Не позволяйте вашей добродетели улетать от земного и биться крыльями о вечные стены!
Приводите улетевшую добродетель обратно к земле, – да, обратно к телу и жизни: чтобы дала она свой смысл земле, смысл человеческий!
Плохо отплачивает тот учителю, кто навсегда остается только учеником.
Но хуже всего мелкие мысли. Поистине, лучше уж совершить злое, чем подумать мелкое!
Радость мелкой злобы бережет нас от крупного злого дела.
Злое дело похоже на нарыв: оно зудит, и чешется, и нарывает, – оно говорит откровенно.
Вы любите вашу добродетель, как мать любит свое дитя; но когда же слыхано было, чтобы мать хотела платы за свою любовь?
Ваша добродетель – это самое дорогое ваше Само. В вас есть жажда кольца; чтобы снова достичь самого себя, для этого вертится и крутится каждое кольцо.
Почти все верят, что участвуют в добродетели; и все хотят по меньшей мере быть знатоком в «добре» и «зле».
Вашу волю и ваши ценности спустили вы на реку становления; старая воля к власти брезжит мне в том, во что верит народ как в добро и зло.
«Сострадание ко всем» было бы суровостью и тиранией по отношению к тебе, сударь мой сосед!
Великие эпохи нашей жизни наступают тогда, когда у нас является мужество переименовать наше злое в наше лучшее.
Люди наказываются сильнее всего за свои добродетели.
Фарисейство не есть вырождение доброго человека: напротив, изрядное количество его является скорее условием всякого благоденствия.
То, что в данное время считается злом, обыкновенно есть несвоевременный отзвук того, что некогда считалось добром, – атавизм старейшего идеала.
Все, что делается из любви, совершается всегда по ту сторону добра и зла.
Должно отплачивать за добро и за зло, но почему именно тому лицу, которое нам сделало добро или зло?
Бывает заносчивость доброты, имеющая вид злобы.
Самое крошечное счастье, если только оно непрерывно и делает человека счастливым, конечно, есть несравненно большее счастье, чем величайшее счастье, которое появляется только как эпизод или, так сказать, как мимолетное настроение, как безумный каприз среди постоянных страданий, страстей и лишений.
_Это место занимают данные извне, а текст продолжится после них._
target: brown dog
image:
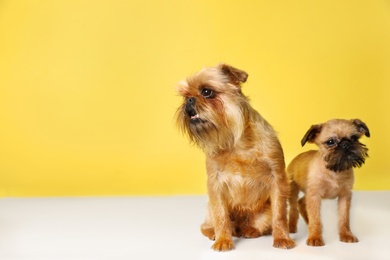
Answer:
[176,64,294,251]
[287,119,370,246]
Как для самого маленького, так и для самого большого счастья существует только одно условие, которое делает счастье счастьем: способность забвения.
Кто не может замереть на пороге мгновения, забыв все прошлое, кто не может без головокружения и страха стоять на одной точке, подобно богине победы, тот никогда не будет знать, что такое счастье, или, еще хуже: он никогда не сумеет совершить того, что делает счастливыми других.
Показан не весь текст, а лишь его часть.